There are many causes of inflammatory osteolysis, but regardless of etiology and cellular contexts, the osteoclast is the bone-degrading cell. Thus, the impact of inflammatory cytokines on osteoclast formation and function was among the most important discoveries advancing the treatment of focal osteolysis, leading to development of therapeutic agents that either directly block the bone-resorptive cell or do so indirectly via cytokine arrest. Despite these advances, a substantial number of patients with inflammatory arthritis remain resistant to current therapies, and even effective anti-inflammatory drugs frequently do not repair damaged bone. Thus, insights into events such as those impacted by inflammasomes, which signal through cytokine-dependent and -independent mechanisms, are needed to optimize treatment of inflammatory osteolysis.

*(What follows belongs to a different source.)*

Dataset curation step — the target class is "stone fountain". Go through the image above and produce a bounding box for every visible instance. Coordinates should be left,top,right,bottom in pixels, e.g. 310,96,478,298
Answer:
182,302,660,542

Figure 1. Cytokines are key regulators of inflammatory osteolysis.

Despite differences in the pathogenesis of various inflammatory diseases, proximal regulators of osteoclastogenesis are the same, although the “cocktail” of these factors may differ. These factors may act at one or more aspects of the osteoclastogenic pathway from osteoclast generation to activation of resorption. While the homeostatic actions of pro-osteoclast factors (green) are balanced by those that are anti-osteoclast (red), pro-osteoclast factors dominate in inflammatory conditions, thereby increasing osteoclast number and enhancing the cell’s capacity to resorb bone. Some factors, such as IFN-γ, have context-dependent effects on osteoclasts (see text). HSC, hematopoietic stem cell; OC, osteoclast.

Figure 2. The inflammasomes in osteolysis.

Cytokines such as TNF induce the expression of pro–IL-1β, which lacks the signal peptide for secretion. Recognition of damage- or pathogen-associated molecular patterns (DAMPs or PAMPs) by the receptor/sensor component of the inflammasome (e.g., NLRP3, NLRC4), or activating mutations of some of these receptors, leads to the assembly of the inflammasome, a protein complex containing the receptor, apoptosis-associated speck-like protein containing a CARD (ASC) and caspase 1. Once assembled, this active complex cleaves pro–IL-1β into active IL-1β and triggers cascades that lead to PARP1 cleavage into p89 and p24 fragments. In precursors sensing DAMPs or PAMPs, cleaved PARP1 and autocrine effects of IL-1β, acting through IL-1R, promote maturation of osteoclasts into bone-resorbing cells. Secreted IL-1β can also act in a paracrine manner to increase bone resorption by nearby osteoclasts. Dashed arrows indicate multiple steps.